The miracle occurred. A pact was signed between the leaders of the Polish government and the leaders of the Federal Republic of Germany, permitting German nationals who had been trapped in that area to move to West Germany. Brother and Sister Konietz and their children moved to West Germany, and Brother Konietz became the bishop of the ward in which they resided.

The entire Konietz family went to the holy temple in Switzerland. And who was the temple president who greeted them in a white suit with open arms? None other than Percy Fetzer—the patriarch who gave them the promise. Now, in his capacity as president of the Bern Switzerland Temple, he welcomed them to the house of the Lord, to the fulfillment of that promise, and sealed the husband and wife together and the children to their parents.
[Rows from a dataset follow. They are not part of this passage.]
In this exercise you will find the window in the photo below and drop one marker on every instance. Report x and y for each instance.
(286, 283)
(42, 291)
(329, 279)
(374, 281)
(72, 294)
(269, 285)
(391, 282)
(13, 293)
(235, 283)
The young daughter eventually married in the house of the Lord. The young son received his call and fulfilled a full-time mission.

“We’ll see you in the temple!”

For some of us, our journey to the temple is but a few blocks. For others, there are oceans to cross and miles to go before they enter the holy temple of God.

Some few years ago, before the completion of a temple in South Africa, while attending a district conference in what was then Salisbury, Rhodesia, I met the district president, Reginald J. Nield. He and his wife and lovely daughters met me as I entered the chapel. They explained to me that they had been saving their means and had been preparing for the day when they could journey to the temple of the Lord. But, oh, the temple was so far away.

At the conclusion of the meeting, the four lovely daughters asked me questions about the temple: “What is the temple like? All we have seen is a picture.” “How will we feel when we enter the temple?” “What will we remember most?” For about an hour I had the opportunity to talk to four girls about the house of the Lord. As I departed for the airport, they waved to me, and the youngest girl said, “We’ll see you in the temple!”

One year later I had the opportunity to greet the Nield family in the Salt Lake Temple. In a peaceful sealing room I had the privilege to unite for eternity, as well as for time, Brother and Sister Nield. The doors were then opened, and those beautiful daughters, each of them dressed in spotless white, entered the room. They embraced mother, then father. Tears were in their eyes, and gratitude was in their hearts. We were next to heaven. Well could each one say, “Now we are a family for eternity.”

This is the marvelous blessing that awaits those who come to the temple. May each of us live worthy lives, with clean hands and pure hearts, so that the temple may touch our lives and our families.

How far is heaven? I testify that in the holy temples it is not far at all—for it is in these sacred places that heaven and earth meet and our Heavenly Father gives His children His greatest blessings.